Talk in Nashville of legislation to block a March 8 city referendum on schools consolidation drew a stern reaction Thursday from Memphis Mayor A C Wharton Jr. and a cautious reaction from Tennessee Gov. Bill Haslam.
A bill by State Senate Republican leader Mark Norris of Collierville to include county voters outside Memphis in the referendum and lengthen the transition process by as much as a year is due in two Senate committees next week in Nashville.
The full legislature doesn’t return to session until Feb. 7 – the end of a three-week recess following Haslam’s inauguration.
Senate speaker and Lt. Gov. Ron Ramsey has expressed a desire to see legislation that would call off or at least delay the referendum. Ramsey expressed concern about the ability to have a transition after voters make their decision.
Early voting on the referendum begins Feb. 16.
Word of Ramsey’s comments and the possible legislative moves to follow came as Wharton, during his state of the city address in Memphis, stressed the importance of a Memphis vote now that the election date is set.
“Ultimately it should be decided by the people and absolutely nothing should get in the way of that.
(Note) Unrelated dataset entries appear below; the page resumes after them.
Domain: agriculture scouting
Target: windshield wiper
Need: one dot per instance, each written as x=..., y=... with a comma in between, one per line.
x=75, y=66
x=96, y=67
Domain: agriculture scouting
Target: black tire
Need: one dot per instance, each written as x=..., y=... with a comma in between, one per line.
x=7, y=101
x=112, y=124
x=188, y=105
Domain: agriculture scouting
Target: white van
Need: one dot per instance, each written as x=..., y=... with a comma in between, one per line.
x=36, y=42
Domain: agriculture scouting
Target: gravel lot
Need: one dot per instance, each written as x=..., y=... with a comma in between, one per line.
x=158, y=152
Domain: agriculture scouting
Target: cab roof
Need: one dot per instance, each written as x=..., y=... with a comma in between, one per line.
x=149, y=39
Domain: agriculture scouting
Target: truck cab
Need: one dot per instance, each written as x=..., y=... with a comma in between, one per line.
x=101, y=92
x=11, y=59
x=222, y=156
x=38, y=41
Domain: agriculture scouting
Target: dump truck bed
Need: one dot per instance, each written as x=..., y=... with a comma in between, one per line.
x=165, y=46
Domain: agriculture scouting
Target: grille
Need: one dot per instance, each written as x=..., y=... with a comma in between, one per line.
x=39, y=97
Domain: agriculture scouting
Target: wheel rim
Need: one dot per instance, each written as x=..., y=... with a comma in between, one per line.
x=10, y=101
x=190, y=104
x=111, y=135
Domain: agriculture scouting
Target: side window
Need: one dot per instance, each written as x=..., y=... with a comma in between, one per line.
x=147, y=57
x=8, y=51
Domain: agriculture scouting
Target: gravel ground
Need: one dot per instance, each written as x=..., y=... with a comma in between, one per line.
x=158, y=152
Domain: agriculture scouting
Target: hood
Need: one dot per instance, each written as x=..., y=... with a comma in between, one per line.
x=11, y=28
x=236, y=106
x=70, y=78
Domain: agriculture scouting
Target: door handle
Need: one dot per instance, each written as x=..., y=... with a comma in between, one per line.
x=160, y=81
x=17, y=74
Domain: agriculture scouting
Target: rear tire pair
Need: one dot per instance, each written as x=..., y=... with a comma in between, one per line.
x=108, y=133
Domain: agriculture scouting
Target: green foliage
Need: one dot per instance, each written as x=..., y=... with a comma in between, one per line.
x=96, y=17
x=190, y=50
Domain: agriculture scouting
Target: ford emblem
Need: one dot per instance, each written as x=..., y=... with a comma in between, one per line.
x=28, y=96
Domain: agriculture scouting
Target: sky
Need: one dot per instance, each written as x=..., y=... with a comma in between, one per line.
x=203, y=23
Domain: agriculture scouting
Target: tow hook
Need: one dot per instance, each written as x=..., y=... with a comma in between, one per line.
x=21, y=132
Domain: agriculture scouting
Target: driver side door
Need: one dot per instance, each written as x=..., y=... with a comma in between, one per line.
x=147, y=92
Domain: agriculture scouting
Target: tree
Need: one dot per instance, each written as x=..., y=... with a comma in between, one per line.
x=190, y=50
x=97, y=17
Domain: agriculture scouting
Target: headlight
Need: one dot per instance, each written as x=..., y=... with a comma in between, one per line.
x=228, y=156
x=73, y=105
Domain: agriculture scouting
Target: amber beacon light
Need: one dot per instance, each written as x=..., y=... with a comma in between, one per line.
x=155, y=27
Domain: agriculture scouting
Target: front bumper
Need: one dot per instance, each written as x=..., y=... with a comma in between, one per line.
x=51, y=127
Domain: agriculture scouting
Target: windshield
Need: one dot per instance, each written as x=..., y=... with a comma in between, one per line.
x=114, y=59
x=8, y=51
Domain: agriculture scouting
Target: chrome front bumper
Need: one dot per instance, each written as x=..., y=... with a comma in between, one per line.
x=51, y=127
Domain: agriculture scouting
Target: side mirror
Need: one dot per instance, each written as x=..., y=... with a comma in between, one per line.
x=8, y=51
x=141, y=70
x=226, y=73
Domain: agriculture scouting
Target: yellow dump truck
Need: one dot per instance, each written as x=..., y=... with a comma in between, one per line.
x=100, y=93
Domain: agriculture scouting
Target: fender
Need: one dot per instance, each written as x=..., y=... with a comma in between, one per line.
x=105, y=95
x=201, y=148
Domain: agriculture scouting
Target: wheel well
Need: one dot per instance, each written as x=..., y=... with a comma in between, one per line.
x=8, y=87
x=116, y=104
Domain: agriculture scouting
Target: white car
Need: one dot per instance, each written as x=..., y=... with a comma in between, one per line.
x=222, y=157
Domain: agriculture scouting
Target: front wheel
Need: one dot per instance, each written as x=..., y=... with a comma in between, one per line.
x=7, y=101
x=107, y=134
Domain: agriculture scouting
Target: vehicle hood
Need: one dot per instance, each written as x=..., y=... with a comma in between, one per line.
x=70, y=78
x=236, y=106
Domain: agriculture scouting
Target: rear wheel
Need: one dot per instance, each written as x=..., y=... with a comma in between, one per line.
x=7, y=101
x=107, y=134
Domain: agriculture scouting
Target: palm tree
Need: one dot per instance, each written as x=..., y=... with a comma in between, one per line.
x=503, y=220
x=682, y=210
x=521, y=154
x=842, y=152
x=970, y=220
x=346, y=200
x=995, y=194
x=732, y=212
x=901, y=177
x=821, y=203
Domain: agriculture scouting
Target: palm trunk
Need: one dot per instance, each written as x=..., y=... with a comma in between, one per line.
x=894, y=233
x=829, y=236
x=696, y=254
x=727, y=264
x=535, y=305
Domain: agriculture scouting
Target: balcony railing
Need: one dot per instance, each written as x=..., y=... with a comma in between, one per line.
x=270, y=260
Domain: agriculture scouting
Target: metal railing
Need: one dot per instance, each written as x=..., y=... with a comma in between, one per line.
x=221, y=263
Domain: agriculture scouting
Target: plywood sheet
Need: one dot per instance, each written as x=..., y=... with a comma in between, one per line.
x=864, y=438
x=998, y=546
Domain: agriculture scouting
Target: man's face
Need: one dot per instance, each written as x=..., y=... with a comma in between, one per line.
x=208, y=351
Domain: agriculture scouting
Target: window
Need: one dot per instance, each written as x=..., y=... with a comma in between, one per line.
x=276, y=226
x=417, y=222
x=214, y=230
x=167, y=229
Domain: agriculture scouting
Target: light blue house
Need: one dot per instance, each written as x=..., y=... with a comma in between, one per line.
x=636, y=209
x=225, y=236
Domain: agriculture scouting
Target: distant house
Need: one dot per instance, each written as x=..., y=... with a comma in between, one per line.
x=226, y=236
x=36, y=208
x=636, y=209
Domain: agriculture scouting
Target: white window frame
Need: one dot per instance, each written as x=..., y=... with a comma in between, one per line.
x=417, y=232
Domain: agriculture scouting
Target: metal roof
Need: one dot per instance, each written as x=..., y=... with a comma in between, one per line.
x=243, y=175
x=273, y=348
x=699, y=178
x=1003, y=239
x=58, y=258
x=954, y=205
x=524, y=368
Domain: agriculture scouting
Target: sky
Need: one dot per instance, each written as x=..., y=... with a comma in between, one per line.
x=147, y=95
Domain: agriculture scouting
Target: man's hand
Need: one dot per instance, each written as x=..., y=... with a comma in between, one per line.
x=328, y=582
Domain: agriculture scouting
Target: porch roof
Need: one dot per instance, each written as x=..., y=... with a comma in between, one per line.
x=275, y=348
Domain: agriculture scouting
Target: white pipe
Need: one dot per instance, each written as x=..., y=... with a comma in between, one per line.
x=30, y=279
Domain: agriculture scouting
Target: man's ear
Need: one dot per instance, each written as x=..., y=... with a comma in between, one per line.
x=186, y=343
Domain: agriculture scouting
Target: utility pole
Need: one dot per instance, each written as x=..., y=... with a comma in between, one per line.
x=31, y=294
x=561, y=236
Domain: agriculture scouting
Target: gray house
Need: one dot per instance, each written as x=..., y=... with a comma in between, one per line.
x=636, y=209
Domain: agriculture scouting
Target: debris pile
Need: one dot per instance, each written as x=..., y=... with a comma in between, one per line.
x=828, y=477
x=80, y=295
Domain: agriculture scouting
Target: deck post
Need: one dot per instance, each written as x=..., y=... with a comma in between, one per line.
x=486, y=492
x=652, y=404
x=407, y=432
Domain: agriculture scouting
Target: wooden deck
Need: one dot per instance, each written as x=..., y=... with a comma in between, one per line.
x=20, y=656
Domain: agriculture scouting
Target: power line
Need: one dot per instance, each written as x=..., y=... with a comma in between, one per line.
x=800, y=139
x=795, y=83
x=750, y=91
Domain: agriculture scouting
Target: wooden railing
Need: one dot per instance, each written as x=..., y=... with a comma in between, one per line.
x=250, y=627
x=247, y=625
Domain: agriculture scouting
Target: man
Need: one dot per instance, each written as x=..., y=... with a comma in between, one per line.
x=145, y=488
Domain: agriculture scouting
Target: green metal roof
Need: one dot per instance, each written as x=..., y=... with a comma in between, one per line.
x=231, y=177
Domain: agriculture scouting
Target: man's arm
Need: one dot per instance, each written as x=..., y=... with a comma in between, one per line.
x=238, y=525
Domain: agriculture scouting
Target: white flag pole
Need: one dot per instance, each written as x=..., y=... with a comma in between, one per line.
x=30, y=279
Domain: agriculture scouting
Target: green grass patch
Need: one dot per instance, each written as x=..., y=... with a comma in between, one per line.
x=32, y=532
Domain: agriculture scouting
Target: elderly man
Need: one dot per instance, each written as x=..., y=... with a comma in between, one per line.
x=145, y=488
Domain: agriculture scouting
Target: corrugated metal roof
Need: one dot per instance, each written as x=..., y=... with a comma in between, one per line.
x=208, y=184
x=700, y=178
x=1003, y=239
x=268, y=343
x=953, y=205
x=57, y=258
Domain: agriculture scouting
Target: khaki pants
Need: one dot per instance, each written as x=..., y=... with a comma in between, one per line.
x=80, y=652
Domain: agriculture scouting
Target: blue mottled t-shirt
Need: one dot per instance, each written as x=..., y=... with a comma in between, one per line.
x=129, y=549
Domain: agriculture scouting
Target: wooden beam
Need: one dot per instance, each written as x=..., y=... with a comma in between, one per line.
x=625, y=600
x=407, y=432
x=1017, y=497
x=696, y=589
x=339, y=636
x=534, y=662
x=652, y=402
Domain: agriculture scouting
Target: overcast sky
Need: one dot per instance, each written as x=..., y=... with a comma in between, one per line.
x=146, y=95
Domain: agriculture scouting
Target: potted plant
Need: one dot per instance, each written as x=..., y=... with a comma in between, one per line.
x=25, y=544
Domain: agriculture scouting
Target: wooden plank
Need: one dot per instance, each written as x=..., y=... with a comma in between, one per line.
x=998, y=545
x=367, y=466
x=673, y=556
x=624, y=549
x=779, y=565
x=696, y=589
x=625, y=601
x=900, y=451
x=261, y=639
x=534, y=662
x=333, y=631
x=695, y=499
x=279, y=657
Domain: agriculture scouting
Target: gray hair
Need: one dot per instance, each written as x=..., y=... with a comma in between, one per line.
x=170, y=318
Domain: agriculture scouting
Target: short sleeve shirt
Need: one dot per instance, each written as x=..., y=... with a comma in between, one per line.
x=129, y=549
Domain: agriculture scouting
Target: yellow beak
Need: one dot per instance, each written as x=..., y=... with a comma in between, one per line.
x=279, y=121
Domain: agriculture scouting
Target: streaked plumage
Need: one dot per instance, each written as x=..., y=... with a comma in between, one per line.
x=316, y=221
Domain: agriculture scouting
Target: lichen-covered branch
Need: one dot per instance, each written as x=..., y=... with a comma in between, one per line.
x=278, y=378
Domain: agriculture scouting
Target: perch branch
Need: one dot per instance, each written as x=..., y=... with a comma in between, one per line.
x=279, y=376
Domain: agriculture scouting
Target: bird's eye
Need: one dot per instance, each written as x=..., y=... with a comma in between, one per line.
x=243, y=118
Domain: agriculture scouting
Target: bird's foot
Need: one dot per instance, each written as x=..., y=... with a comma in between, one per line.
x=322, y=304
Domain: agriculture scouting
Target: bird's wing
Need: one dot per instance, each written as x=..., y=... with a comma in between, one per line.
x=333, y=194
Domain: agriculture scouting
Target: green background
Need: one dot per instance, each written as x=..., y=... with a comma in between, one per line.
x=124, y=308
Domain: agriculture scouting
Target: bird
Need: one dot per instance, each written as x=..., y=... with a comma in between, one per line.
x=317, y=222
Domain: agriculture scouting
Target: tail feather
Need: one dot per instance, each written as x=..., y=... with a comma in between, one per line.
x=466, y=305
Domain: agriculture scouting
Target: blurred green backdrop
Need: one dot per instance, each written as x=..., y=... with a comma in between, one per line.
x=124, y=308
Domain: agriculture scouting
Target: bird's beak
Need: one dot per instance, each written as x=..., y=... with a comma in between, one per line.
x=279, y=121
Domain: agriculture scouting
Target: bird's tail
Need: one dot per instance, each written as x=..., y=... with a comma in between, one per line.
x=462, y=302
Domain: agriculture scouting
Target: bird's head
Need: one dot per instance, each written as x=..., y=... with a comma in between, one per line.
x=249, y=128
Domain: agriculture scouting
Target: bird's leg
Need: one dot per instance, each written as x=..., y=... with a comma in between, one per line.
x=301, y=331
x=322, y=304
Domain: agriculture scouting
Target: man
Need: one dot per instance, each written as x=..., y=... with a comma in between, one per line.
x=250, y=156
When the Memphis City Schools said let the people vote on it – that’s the law,” Wharton said later.
“It is not going to go down well to change the rules in midstream. That’s going to be hard to explain as to why a law that has served 94 counties well for some reason is not a good law for the 95th county. That’s going to be very difficult to explain.”
Haslam maintained his position on not getting involved in the political controversy at this point, although any legislation that clears the House and Senate would come to his desk for a signature or a veto.
“My job is to make sure that every student – and I mean every student – gets an opportunity for a great education,” he said during an afternoon of events in Memphis.
“I’ll have to see obviously,” he said when asked if he would sign a bill delaying the referendum. “My concern is that if that vote happen that it be an orderly process so we don’t lose momentum. It’s just way too early to comment on any piece of legislation. … The state’s role in this is to make certain that we don’t harm the process of education – that it’s an orderly process.”